"The Beast of Yucca Flats" (1961)
Studio: Synopsis: A Russian scientist escaping KGB agents accidently runs afoul a nuclear bomb test. Rape and murder ensue.
Starring: Tor Johnson, Conrad Brooks
Directed by: Coleman Francis
Rated:
Running Time: 54 mins.

Terence Nuzum
In no way shape or form was I prepared for the awesomeness that is this film. Let's get some things out of the way first. The film is shot in a surreal available lighting scheme and with what looks like that old cool newsreel film stock, which gives it this hypnotic feel that while may have been for budget constraints nevertheless puts this above most others. There is no dialogue really and when there is the actors backs are toward the camera or faces are off screen. Instead the film has narration which sounds like a Mickey Spillane novel for 12 yr olds. But that's just part of the brilliance of this film. And I don't mean brilliant as in so bad its good brilliant I mean this really is underrated. Obviously most all of the things that make it great weren't intentional but that doesn't matter. What's done is done.

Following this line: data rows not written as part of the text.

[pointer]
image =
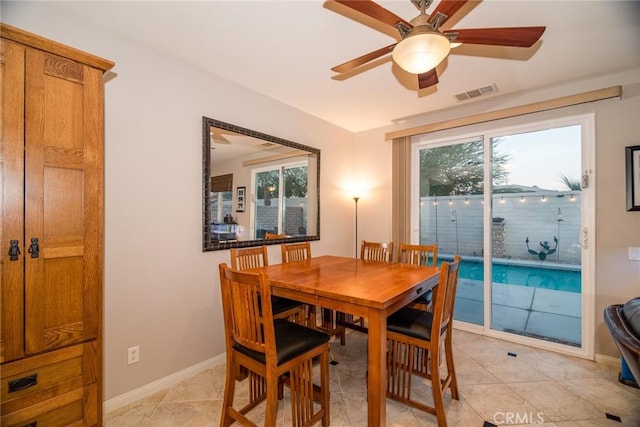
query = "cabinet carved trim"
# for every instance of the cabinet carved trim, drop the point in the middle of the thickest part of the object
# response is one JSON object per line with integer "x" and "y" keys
{"x": 51, "y": 231}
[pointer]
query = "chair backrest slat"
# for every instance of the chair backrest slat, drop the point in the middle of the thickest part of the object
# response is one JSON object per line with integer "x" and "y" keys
{"x": 376, "y": 251}
{"x": 418, "y": 254}
{"x": 247, "y": 258}
{"x": 268, "y": 235}
{"x": 295, "y": 251}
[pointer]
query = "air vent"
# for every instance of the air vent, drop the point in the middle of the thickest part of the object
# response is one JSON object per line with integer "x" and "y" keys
{"x": 474, "y": 93}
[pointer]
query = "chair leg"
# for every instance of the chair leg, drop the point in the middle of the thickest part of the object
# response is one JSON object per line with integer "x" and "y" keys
{"x": 229, "y": 391}
{"x": 436, "y": 389}
{"x": 272, "y": 402}
{"x": 324, "y": 383}
{"x": 451, "y": 370}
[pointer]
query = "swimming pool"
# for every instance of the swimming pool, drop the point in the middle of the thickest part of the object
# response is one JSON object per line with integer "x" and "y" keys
{"x": 539, "y": 277}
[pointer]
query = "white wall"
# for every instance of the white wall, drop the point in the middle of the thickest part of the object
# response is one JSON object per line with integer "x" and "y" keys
{"x": 617, "y": 126}
{"x": 161, "y": 291}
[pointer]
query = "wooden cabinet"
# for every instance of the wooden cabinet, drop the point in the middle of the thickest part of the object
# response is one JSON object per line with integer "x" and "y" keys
{"x": 51, "y": 231}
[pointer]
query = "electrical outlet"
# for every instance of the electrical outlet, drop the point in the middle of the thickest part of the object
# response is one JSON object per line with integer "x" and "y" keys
{"x": 133, "y": 355}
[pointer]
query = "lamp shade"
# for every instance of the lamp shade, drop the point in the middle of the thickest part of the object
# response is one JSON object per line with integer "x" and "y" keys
{"x": 422, "y": 50}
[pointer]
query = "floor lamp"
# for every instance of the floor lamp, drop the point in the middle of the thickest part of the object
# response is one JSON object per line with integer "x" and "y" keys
{"x": 355, "y": 199}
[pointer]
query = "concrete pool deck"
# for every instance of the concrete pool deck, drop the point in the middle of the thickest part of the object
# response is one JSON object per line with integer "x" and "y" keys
{"x": 542, "y": 313}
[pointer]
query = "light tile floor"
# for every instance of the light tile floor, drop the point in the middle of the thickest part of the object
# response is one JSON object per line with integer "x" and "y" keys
{"x": 535, "y": 387}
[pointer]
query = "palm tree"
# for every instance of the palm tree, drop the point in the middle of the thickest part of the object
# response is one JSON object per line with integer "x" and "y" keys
{"x": 572, "y": 184}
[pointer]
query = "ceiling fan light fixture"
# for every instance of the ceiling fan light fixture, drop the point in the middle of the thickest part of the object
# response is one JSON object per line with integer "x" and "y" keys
{"x": 421, "y": 50}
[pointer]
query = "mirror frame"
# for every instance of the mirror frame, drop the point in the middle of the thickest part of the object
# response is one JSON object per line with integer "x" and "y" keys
{"x": 207, "y": 244}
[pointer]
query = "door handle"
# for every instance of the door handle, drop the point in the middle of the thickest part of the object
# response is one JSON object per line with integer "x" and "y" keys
{"x": 14, "y": 250}
{"x": 34, "y": 248}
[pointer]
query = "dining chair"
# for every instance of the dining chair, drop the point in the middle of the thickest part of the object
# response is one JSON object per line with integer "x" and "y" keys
{"x": 328, "y": 318}
{"x": 295, "y": 251}
{"x": 274, "y": 351}
{"x": 248, "y": 258}
{"x": 369, "y": 251}
{"x": 376, "y": 251}
{"x": 415, "y": 335}
{"x": 419, "y": 255}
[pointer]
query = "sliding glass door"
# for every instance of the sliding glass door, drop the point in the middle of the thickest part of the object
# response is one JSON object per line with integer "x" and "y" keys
{"x": 536, "y": 255}
{"x": 280, "y": 200}
{"x": 451, "y": 212}
{"x": 524, "y": 238}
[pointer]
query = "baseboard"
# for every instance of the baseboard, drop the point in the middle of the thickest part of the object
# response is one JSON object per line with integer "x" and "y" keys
{"x": 161, "y": 384}
{"x": 607, "y": 360}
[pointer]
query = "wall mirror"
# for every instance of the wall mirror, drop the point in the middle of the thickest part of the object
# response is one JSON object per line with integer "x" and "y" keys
{"x": 256, "y": 188}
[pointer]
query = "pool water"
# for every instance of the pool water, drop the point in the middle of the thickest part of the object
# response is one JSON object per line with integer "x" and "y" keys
{"x": 547, "y": 278}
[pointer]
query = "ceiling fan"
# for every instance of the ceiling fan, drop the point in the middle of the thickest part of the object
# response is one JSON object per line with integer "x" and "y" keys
{"x": 424, "y": 45}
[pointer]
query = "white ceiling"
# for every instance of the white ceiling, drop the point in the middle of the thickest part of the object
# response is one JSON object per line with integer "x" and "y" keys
{"x": 285, "y": 49}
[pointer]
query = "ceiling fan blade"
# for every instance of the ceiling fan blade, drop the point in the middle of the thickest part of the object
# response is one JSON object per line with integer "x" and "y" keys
{"x": 350, "y": 65}
{"x": 374, "y": 11}
{"x": 428, "y": 79}
{"x": 447, "y": 8}
{"x": 510, "y": 36}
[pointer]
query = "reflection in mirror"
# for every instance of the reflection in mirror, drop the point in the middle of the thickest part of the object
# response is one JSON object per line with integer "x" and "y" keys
{"x": 257, "y": 189}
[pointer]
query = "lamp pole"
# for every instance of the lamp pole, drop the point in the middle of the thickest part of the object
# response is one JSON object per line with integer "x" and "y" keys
{"x": 355, "y": 199}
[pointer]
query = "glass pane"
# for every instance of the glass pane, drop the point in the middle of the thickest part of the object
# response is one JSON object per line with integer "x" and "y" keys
{"x": 451, "y": 216}
{"x": 267, "y": 193}
{"x": 536, "y": 252}
{"x": 295, "y": 201}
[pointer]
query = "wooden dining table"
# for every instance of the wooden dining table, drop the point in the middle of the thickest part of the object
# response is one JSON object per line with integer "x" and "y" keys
{"x": 370, "y": 289}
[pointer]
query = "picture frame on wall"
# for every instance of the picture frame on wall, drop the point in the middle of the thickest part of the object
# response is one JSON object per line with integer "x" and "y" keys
{"x": 240, "y": 198}
{"x": 633, "y": 177}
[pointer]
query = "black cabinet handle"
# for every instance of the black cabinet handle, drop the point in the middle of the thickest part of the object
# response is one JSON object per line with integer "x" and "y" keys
{"x": 34, "y": 248}
{"x": 14, "y": 250}
{"x": 23, "y": 383}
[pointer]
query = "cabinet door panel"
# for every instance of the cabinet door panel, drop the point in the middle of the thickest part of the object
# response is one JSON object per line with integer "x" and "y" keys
{"x": 11, "y": 199}
{"x": 64, "y": 208}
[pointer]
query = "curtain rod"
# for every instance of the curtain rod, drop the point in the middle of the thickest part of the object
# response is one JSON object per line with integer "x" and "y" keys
{"x": 565, "y": 101}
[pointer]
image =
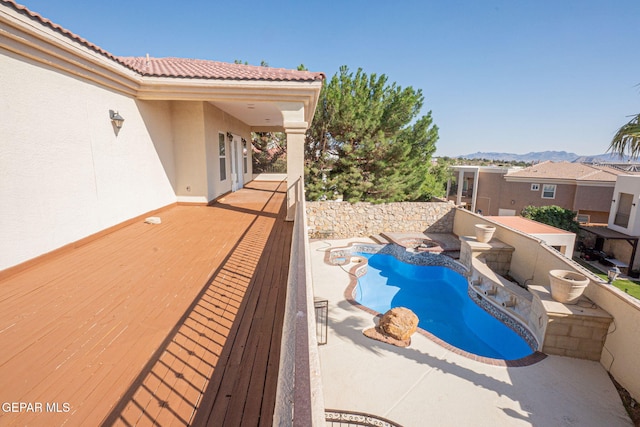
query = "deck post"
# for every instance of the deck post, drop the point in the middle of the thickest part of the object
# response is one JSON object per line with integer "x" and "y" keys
{"x": 295, "y": 165}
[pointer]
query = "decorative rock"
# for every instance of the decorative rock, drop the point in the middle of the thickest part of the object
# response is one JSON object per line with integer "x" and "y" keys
{"x": 399, "y": 323}
{"x": 365, "y": 219}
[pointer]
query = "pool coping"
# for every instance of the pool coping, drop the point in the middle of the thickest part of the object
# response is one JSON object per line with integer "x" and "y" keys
{"x": 529, "y": 360}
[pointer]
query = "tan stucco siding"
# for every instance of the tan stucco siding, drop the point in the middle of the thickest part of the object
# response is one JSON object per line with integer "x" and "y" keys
{"x": 598, "y": 199}
{"x": 518, "y": 195}
{"x": 64, "y": 172}
{"x": 489, "y": 190}
{"x": 216, "y": 122}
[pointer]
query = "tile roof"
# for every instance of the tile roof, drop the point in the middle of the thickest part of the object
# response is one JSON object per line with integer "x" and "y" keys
{"x": 568, "y": 170}
{"x": 526, "y": 225}
{"x": 178, "y": 67}
{"x": 206, "y": 69}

The basic story is that Tor Johnson ,a scientist escaping KGB agents, wanders into a nuclear testing zone and gets nuked turning into a retarded horny version of the Incredible Hulk. Forget the story though because its the atmosphere and sleaze that make this movie. Much has been said over the years about the opening scene. To put in quite frankly the opening scene itself may be one of the most influential 60 sec's in genre filmmaking. First we see a drably lit room that is decorated like a retro indie-rock photo shoot that is not unlike the type that would permeate cheapo 70's horror flicks and aped in the decor of every wannabe retro inspired film since The Virgin Suicides. Then a chick with a zoned out porn star stare and looking like a wet dream from an indie-rock concert sits on the bed and does pedestrian actions like comb her hair etc. At this point you could almost see Sonic Youth appearing, blazing on their guitars, and realizing you've been duped and bought a 120 Minutes music video compilation instead. But what you get is two burly arms appearing and chocking the girl and then a cut back to the chicks dead body and then go on say it you know you want to.....a rape! Necrophilia baby! Dig it Daddy-O this film is the king and it was made in 1961 at that! Look close and you get to see an up skirt shot.To say that this scene didn't inspire Blood Feast's infamous hotel murder would be as foolish as going dressed as Hitler to a Bar Mitzvah. The rest of the movie consists of Tor rampaging across the country side murdering "men of progress" and walking off into the hills with their women and making sweet necro-love to them. I have to add in that every girls death scene is shot with a dream like beauty almost as if it's a love scene. My theory is that director Francis was into some weird shit and was filming his own kind of sex film under the auspices of a monster movie.
I could go on about how without this film there would be no Blood Feast, no Grindhouse,and certainly no Tarantino films or Tarantino presents franchises. Or I also could go on about how it probably at least inspired Hills Have Eyes and a thousand mutated hill freak cannibal movies. But screw all that. This is the real deal. The ultimate greasy corn dog-large soda-buttery popcorn munching-Ju Ju Bee-happy ending from your date- at the Drive In masterpiece. If this film was my girlfriend I'd be whipped.